大人になった私から子供の頃の私へ
そして、泣き崩れ続けた私は立つ気力さえ失い半ば引きづられるようにして葬儀に出席した。

絶対に泣かないと違った筈なのに
庄司のおばあさんとおかあさんの顔を見たら泣きそうになった。
出そうになる涙を必死に堪えた。

私にとって、身近な人が亡くなるのは初めての経験だった。

友達の私でこんなに辛いんだ。
家族となれば考えられない程辛いだろう。


「みんなよく来てくれたね。
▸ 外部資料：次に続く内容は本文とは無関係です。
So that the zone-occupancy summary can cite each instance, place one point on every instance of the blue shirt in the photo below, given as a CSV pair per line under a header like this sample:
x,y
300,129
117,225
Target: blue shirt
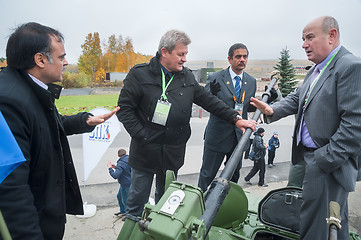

この…バカ息子!!友達遊びに来てるんだから起きなさい!!」
そう言って泣き崩れた庄司の母み見たら
堪らなく涙してしまった。
棺の中で寝ている庄司を見てしまえば
これは現実なんだ。と突きつけられる気がして、
なかなか見る事が出来ずにいた。

仲間内のやつらが次々と眠る庄司に声をかけ泣き崩れた。

「伊咲ちゃん…」

「庄司ママ…」

「最後だから…顔見て話しかけてあげて?伊咲は同じ年だけど妹みたいだって毎日話してたのよ…あなたが泣いてたらお兄ちゃん心配で心配で成仏できないわよ」


そう言って、私に微笑みかけてきてくれた庄司のママ。
庄司のママと手を繋ぎ鷹大と聖に支えられ、やっとの思いで棺の前まで来た。